Nicht schlecht über den Ex-Partner sprechen
Was Kindern auf keinen Fall gut tut, wenn Väter und Mütter getrennte Wege gehen: „Dass Elternteile die Kinder instrumentalisieren im Kampf gegen den Ex-Partner – sei es durch Schlechtmachen des Anderen, oder indem man Kinder benutzt, um den früheren Partner auszuspionieren.“ Wer gegenüber seinen Kindern schlecht über den Ex-Partner spricht, schwächt auch immer das eigene Kind: „Denn das Kind identifiziert sich immer mit beiden Elternteilen.“
Das Angebot richtet sich an Väter und Mütter, deren (räumliche) Trennung bereits vollzogen ist. Wenn beide Elternteile den Kurs besuchen möchten, können sie das in unterschiedlichen Gruppen tun – keinesfalls soll das Seminar Raum geben für Rosenkriege oder Vorwürfe.

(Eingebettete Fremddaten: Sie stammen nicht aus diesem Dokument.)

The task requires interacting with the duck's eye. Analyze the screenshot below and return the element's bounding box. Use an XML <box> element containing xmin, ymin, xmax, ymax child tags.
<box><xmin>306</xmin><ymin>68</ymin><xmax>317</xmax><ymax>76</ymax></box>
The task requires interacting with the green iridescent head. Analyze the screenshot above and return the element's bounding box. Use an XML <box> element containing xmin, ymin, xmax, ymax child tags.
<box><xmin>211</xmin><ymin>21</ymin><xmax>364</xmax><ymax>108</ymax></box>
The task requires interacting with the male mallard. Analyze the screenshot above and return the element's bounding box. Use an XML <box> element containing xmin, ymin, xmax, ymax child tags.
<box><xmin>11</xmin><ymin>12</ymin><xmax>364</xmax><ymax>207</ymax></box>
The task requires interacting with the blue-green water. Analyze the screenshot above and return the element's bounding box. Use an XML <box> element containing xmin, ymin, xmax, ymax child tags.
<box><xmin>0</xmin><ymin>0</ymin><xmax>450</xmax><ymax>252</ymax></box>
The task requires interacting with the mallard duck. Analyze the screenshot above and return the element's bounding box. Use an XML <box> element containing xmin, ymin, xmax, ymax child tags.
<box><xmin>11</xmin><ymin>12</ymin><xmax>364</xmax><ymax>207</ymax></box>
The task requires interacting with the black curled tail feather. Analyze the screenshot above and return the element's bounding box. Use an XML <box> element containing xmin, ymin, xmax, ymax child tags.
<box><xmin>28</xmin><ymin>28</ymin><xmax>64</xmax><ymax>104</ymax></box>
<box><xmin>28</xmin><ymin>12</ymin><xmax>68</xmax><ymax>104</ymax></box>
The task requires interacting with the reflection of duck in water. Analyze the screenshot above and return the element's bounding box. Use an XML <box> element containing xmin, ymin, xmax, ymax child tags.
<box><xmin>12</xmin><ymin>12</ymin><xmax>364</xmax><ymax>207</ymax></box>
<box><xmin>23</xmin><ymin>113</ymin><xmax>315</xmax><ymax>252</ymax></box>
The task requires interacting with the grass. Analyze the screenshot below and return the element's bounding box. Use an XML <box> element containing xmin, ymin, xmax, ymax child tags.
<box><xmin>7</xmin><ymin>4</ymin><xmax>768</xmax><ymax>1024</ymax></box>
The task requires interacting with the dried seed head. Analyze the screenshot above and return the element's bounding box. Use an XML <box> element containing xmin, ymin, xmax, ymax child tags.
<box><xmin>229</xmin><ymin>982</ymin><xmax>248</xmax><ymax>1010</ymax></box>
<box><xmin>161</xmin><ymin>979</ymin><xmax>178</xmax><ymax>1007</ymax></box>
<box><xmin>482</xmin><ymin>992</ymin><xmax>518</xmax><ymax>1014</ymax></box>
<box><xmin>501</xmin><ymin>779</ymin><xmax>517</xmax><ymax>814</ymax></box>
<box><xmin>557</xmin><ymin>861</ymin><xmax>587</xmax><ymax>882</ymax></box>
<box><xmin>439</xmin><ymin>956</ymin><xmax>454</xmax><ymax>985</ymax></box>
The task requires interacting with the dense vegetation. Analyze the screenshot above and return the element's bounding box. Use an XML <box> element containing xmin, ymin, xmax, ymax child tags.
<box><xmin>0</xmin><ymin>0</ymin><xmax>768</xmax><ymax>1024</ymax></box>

Die betroffenen Kinder, um die es geht, sollten übrigens mindestens drei Jahre alt sein – zumindest das älteste Kind in einer Familie. Die ehemaligen Partner sollten außerdem nicht in juristische Konflikte verwickelt sein, und beide Elternteile sollten regelmäßig Umgang haben mit dem Kind. „Wir verstehen das Angebot als Eltern-Coaching, das den Kindern helfen soll, wieder stärker wahrgenommen zu werden“, sagt Verfürth.